Easy: Give a similar description of the case that only $D$ is ideal.

Challenging: What if only $A$ is ideal?

Next, let’s play this game in reverse, and see what happens when ideal points are made real. Here is a classical theorem about parallel lines (see Tondeur, Chapter 1).

## Pappus Theorem

 Click image to view pappus.seg with KSEG.
Question.

Restate Pappus' theorem in Kepler’s terms.

Consider four points $W = (AC)(BD), X=(AB)(DE), Y=(BC)(EF), Z = (CD)(FA)$. The theorem says that if $W, X, Y$ are ideal, then $Z$ must also be ideal. In particular, $(XYZ) = \infty$.

Exercise.

Use KSEG or ruler and compass to investigate the case that $W$ is a real point. Is it still true? If both $X, Y$ be real too, is it still true that $(XYZ)$.

## Pascal’s Theorem in KSEG

Having extended the concept of collinearity to include ideal and real points in the plane, you should revisit Pascal’s generalization of Pappus' theorem we mentioned earlier. Pascal was so amazed by the result he discovered, he gave it a fancy name:

 Click image to view hexagrmmum.seg with KSEG.

The circle is a well-known conic section, as are two crossing lines. In Kepler’s sense, two parallel lines are also qualify. They are a section of a cylinder, and a cylinder is a cone with its vertex at infinity.
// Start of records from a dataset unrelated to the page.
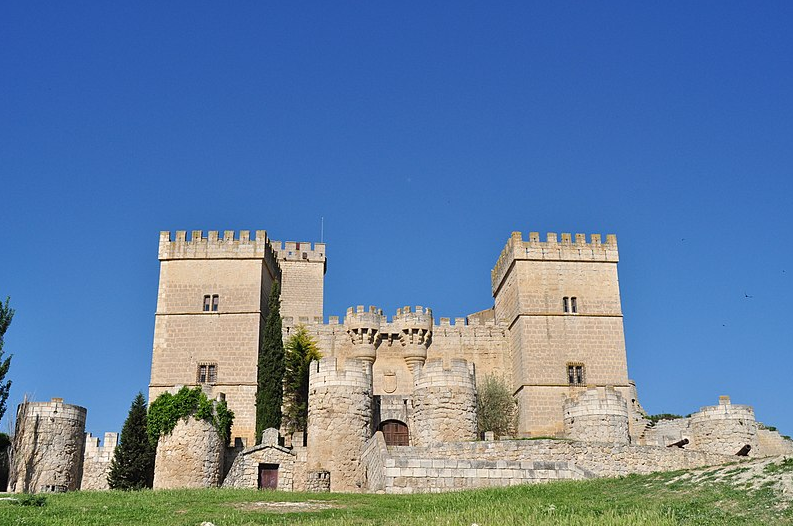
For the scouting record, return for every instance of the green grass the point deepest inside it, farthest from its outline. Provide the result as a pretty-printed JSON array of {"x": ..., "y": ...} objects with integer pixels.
[{"x": 660, "y": 499}]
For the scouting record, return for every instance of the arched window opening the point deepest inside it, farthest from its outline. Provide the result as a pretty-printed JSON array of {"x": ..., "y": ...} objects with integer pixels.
[{"x": 395, "y": 433}]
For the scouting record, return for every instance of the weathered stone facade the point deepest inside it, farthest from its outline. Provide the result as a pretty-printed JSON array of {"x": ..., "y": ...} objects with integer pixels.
[
  {"x": 465, "y": 465},
  {"x": 554, "y": 333},
  {"x": 49, "y": 441},
  {"x": 597, "y": 415},
  {"x": 444, "y": 402},
  {"x": 96, "y": 461},
  {"x": 191, "y": 456},
  {"x": 339, "y": 420}
]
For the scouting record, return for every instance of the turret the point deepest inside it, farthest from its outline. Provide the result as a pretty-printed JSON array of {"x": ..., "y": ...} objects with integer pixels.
[
  {"x": 363, "y": 328},
  {"x": 415, "y": 334}
]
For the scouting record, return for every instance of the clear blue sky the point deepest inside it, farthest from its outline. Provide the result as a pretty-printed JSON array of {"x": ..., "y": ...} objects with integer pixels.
[{"x": 423, "y": 135}]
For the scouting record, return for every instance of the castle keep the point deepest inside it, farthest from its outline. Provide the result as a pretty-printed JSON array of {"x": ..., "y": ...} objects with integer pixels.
[
  {"x": 392, "y": 403},
  {"x": 555, "y": 328}
]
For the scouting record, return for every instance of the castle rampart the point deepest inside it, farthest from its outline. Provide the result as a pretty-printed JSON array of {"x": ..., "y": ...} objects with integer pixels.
[
  {"x": 49, "y": 442},
  {"x": 723, "y": 428},
  {"x": 553, "y": 250},
  {"x": 191, "y": 456},
  {"x": 597, "y": 415},
  {"x": 444, "y": 402},
  {"x": 96, "y": 461},
  {"x": 339, "y": 420}
]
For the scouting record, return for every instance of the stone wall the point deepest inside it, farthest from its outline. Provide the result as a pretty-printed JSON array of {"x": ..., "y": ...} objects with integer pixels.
[
  {"x": 190, "y": 457},
  {"x": 444, "y": 402},
  {"x": 599, "y": 414},
  {"x": 450, "y": 466},
  {"x": 772, "y": 443},
  {"x": 529, "y": 282},
  {"x": 96, "y": 461},
  {"x": 49, "y": 441},
  {"x": 339, "y": 420},
  {"x": 723, "y": 428}
]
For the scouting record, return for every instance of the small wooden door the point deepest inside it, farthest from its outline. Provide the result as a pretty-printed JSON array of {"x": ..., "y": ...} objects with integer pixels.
[
  {"x": 268, "y": 476},
  {"x": 395, "y": 433}
]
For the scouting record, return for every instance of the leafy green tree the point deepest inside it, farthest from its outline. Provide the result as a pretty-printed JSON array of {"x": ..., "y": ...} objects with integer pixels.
[
  {"x": 132, "y": 466},
  {"x": 495, "y": 407},
  {"x": 300, "y": 350},
  {"x": 5, "y": 446},
  {"x": 6, "y": 314},
  {"x": 269, "y": 388}
]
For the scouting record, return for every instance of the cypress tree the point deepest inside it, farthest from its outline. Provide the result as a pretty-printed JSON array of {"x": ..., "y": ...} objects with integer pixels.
[
  {"x": 269, "y": 389},
  {"x": 132, "y": 466},
  {"x": 6, "y": 315},
  {"x": 300, "y": 350}
]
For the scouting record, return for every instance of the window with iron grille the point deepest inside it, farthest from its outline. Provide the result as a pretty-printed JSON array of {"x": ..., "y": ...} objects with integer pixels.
[
  {"x": 207, "y": 373},
  {"x": 575, "y": 373}
]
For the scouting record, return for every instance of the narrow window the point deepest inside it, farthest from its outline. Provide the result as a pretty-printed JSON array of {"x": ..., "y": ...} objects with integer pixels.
[
  {"x": 575, "y": 374},
  {"x": 207, "y": 373}
]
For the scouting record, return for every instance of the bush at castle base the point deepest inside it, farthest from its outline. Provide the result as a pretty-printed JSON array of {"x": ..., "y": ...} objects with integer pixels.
[
  {"x": 133, "y": 460},
  {"x": 191, "y": 433}
]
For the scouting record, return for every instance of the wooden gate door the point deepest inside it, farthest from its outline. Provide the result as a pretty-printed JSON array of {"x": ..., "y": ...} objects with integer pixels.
[
  {"x": 395, "y": 433},
  {"x": 268, "y": 476}
]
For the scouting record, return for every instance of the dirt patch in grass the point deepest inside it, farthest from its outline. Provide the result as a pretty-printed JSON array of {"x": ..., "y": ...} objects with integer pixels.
[{"x": 286, "y": 507}]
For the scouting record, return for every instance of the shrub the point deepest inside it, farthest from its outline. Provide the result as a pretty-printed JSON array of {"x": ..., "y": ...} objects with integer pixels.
[
  {"x": 301, "y": 349},
  {"x": 167, "y": 409},
  {"x": 495, "y": 407}
]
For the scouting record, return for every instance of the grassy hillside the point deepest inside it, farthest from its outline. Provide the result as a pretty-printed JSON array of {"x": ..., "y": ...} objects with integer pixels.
[{"x": 759, "y": 492}]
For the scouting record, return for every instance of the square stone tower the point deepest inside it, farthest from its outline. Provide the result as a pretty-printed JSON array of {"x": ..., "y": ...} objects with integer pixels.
[
  {"x": 211, "y": 305},
  {"x": 561, "y": 302}
]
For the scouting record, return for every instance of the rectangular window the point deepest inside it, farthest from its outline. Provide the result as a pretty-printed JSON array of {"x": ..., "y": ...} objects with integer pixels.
[
  {"x": 207, "y": 373},
  {"x": 575, "y": 374}
]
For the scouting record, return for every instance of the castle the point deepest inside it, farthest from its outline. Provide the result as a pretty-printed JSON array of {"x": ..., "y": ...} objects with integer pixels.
[
  {"x": 393, "y": 402},
  {"x": 555, "y": 328}
]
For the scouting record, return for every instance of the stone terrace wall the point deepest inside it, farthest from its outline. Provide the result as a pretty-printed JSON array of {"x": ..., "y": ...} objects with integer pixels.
[
  {"x": 445, "y": 467},
  {"x": 772, "y": 443},
  {"x": 96, "y": 463},
  {"x": 190, "y": 457},
  {"x": 339, "y": 420},
  {"x": 48, "y": 447},
  {"x": 724, "y": 428}
]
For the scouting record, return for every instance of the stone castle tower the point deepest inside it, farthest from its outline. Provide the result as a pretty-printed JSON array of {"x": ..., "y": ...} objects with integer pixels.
[
  {"x": 211, "y": 305},
  {"x": 561, "y": 303},
  {"x": 555, "y": 328}
]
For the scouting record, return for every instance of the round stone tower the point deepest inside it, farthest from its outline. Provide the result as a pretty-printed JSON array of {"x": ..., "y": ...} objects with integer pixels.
[
  {"x": 599, "y": 414},
  {"x": 339, "y": 420},
  {"x": 444, "y": 402},
  {"x": 49, "y": 443},
  {"x": 415, "y": 335},
  {"x": 724, "y": 428},
  {"x": 364, "y": 330},
  {"x": 191, "y": 456}
]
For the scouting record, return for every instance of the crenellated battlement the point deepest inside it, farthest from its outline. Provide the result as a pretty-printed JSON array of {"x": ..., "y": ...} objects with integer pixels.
[
  {"x": 435, "y": 370},
  {"x": 299, "y": 251},
  {"x": 359, "y": 316},
  {"x": 231, "y": 245},
  {"x": 333, "y": 372},
  {"x": 568, "y": 248}
]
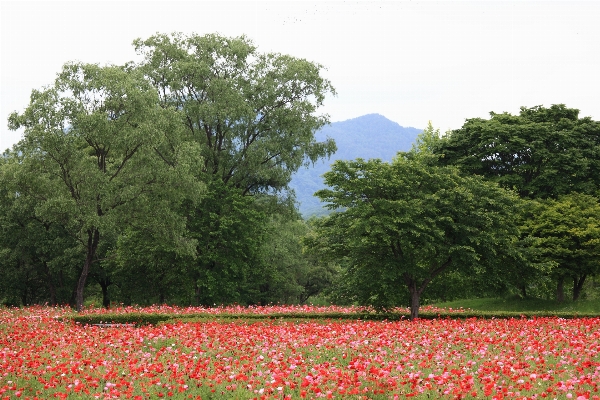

The intersections of the three pairs of opposite sides of a regular hexagon are ideal, and hence collinear. Inscribe a hexalateral in a circle, and see where these three points are now? Don’t be afraid to have sides of the polygon cross. Move one vertex of the hexalateral off the circle and see what happens. Finally, move all the vertices of the polygon off the circle, but carefully perserving the collinearity you’ve observed. Any conjectures about where these vertices must lie?